人生を売り借金で虚無(パチスロ)を買う兄弟がいる話は記憶に新しいと思う。
そんな兄弟の新しい借金が見つかった。
依存症は大変よ…。
ということで、これは書くカウンセリングです。
始まりは3年前
さて、兄弟のギャンブル依存症が「育ちの家族」に発覚したのは3年くらい前。
2022年の夏くらいとする。
「育ちの」というのは、兄弟達(我々は3兄弟)は皆自立し、それぞれの暮らしがある。
彼には妻子がいる。
以前からあった借金・自転車操業を隠して結婚したため、バレたら離婚かもしれない、という恐怖を理由に、父親に金を無心した事が全ての始まりだった。

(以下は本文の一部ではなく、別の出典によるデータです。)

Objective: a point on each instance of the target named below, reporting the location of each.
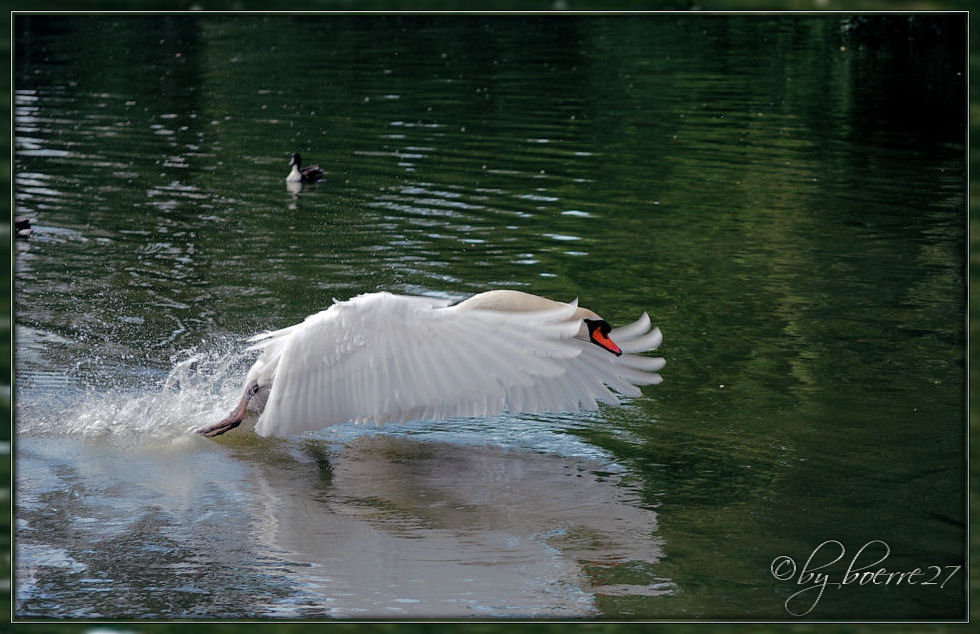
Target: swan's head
(599, 335)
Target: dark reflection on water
(785, 195)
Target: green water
(784, 195)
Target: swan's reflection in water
(393, 527)
(136, 526)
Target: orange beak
(599, 335)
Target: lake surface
(785, 195)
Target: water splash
(201, 385)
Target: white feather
(383, 358)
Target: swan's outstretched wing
(387, 358)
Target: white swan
(385, 358)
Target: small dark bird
(22, 225)
(310, 174)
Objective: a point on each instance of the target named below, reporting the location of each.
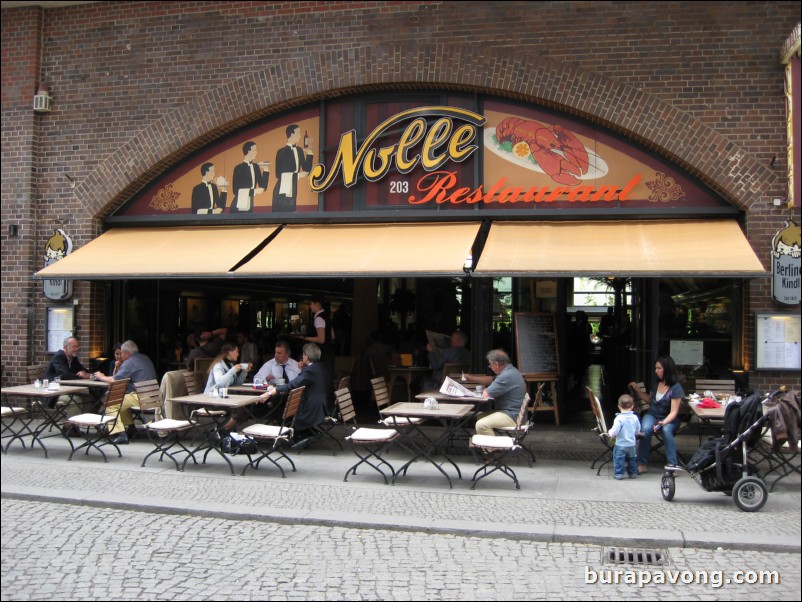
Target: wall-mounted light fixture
(42, 102)
(467, 267)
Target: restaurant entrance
(624, 322)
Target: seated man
(507, 390)
(210, 344)
(457, 353)
(65, 364)
(136, 367)
(315, 404)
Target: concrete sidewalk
(561, 499)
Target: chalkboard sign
(778, 339)
(536, 345)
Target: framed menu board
(536, 345)
(60, 325)
(777, 341)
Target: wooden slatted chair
(97, 427)
(374, 442)
(164, 433)
(270, 439)
(16, 423)
(601, 429)
(195, 384)
(496, 449)
(35, 371)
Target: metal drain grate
(616, 555)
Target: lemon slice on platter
(521, 150)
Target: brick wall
(138, 85)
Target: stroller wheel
(667, 486)
(750, 494)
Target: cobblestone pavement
(54, 551)
(558, 500)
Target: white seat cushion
(488, 441)
(266, 431)
(205, 412)
(400, 421)
(84, 420)
(363, 434)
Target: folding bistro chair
(16, 421)
(520, 433)
(601, 429)
(269, 439)
(35, 371)
(164, 433)
(96, 427)
(192, 381)
(496, 449)
(373, 441)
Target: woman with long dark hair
(663, 414)
(225, 371)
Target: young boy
(625, 426)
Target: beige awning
(365, 250)
(619, 248)
(160, 252)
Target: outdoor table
(274, 406)
(408, 374)
(96, 387)
(451, 415)
(52, 417)
(213, 437)
(444, 397)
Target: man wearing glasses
(507, 390)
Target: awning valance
(365, 250)
(712, 248)
(127, 253)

父や兄妹に事がバレ、私たちも『これ私たちの仕事か?というよりタッチしちゃいけないし、できないやつ』と言うことにだんだんと気がつき、約一年の長いプロセスを経て、
『本人が奥さんに全てを話し、今後について相談する』
という形で収まった。
ここまで行くのにも、さまざまな嘘と偽りの嵐でめちゃくちゃ時間と(本人が)金を浪費したんだけど、
だいたい2023年の夏くらいに、本人が隠していた借金問題が『彼の家族の問題』として扱われるようになった。
終わらない借金
依存症って本当に難しい。
知らないと、きっとみんな「典型的な」パターンを辿るんだろうな、というのも、身をもって味わった。
びっくりしちゃうもんね。
多くの場合、身近な家族が「これくらいなら…」と肩代わりするところから始まる。
うちもそうよ…。
肩代わりする。
そして後日「トルコリラ買った方が全然マシだった」という気持ちを等しく味わっているんだろう。
ちょっと長いが、この動画は、ギャンブル依存症の「なんで?」から「どうすれば…」まで全てがわかる神動画だった。
泣いた。
状況が酷似していて再現動画かと思った。
元サイトリンク:https://www.cas.go.jp/jp/seisaku/gamble/index.html
探せば、行政の出すいろんな資料もあってありがたい。
「入門・イチから学ぶ依存症支援~横浜市内で依存症及び関連課題に携わる支援者向けガイドライン~」

https://www.city.yokohama.lg.jp/kenko-iryo-fukushi/kenko-iryo/kokoro/izonsho/shiensya/izon_renkei.files/0030_20240123.pdf
元サイトはこっち↓↓↓
https://www.city.yokohama.lg.jp/kenko-iryo-fukushi/kenko-iryo/kokoro/izonsho/shiensya/izon_renkei.html
あとは本も色々読んだ。
回復のバリエーションはあるのか?と思って色々読んだけど、多少の個人差はもちろんあるけど、大枠は一緒という印象。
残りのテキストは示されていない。